AIですら計り知れないもの。それが「人」なんだと思っています
10月22日から放送の「アナログナース」は中園ミホさん脚本のドラマです。中園さんといえば「ドクターX ~外科医・大門未知子~」や「ザ・トラベルナース」などでも有名ですが、「アナログナース」はその“医療3部作”の集大成のような作品。僕自身中園さん脚本のドラマの大ファンで、人間の持っている欲望や本音なんかを、そのキャラクターに変換されているのが本当に素晴らしくて。俳優が言ってて気持ちいいだろうなと思うセリフばかりな上に、ちゃんとメッセージとしても観てくださる方に届く力があるんです。今回台本をいただいて実際に演じてみて、より強くそれを感じました。

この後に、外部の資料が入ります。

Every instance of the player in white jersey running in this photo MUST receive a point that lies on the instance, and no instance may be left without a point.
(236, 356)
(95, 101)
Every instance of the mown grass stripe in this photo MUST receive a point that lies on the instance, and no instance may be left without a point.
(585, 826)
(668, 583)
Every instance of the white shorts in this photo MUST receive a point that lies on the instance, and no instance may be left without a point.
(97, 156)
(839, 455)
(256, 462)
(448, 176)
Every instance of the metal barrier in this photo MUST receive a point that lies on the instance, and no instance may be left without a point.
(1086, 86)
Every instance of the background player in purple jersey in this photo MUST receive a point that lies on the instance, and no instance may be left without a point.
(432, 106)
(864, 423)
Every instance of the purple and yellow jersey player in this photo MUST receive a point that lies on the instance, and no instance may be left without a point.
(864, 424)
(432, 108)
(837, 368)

現代においてAIやデジタルが生活から切り離せないものになっています。だからこそ、アナログの存在意義や強みを改めて知るきっかけになる作品になると思っています。AIやデジタルのおかげで合理的に物事をこなせるようになったけれど、それゆえに人の持つ情感が薄れているように感じることもあります。

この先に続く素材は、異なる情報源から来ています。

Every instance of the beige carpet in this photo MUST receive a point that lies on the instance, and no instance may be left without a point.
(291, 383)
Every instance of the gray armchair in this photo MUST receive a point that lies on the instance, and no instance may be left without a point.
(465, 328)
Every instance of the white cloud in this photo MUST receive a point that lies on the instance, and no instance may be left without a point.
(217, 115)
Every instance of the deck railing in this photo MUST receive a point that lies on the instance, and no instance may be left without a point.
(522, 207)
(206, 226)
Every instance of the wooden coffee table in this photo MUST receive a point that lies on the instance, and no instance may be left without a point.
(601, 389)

僕が演じる羽鳥は、AI診断が主流となっても、常に患者の目を見て言葉を選び、手を握り、沈黙の中にある不安までくみ取ろうとする人。AIが瞬時に病名や余命を診断するなかでも、患者の人生や家族を思うあまりそれを口にすることをためらい、感情移入しすぎて涙を流すことも。それはともすれば医療現場において“弱さ”なのかもしれないけれど、同時に人の持つ優しさでもあると思うんです。人と人が向き合うことの大切さがしっかりと伝わる作品になることは間違いないです。「ドクターX」や「ザ・トラベルナース」を楽しんだ方だからこそできる考察のような内容も随所に散りばめられているので、是非そういうところのあたりも楽しんでいただきたいと思います!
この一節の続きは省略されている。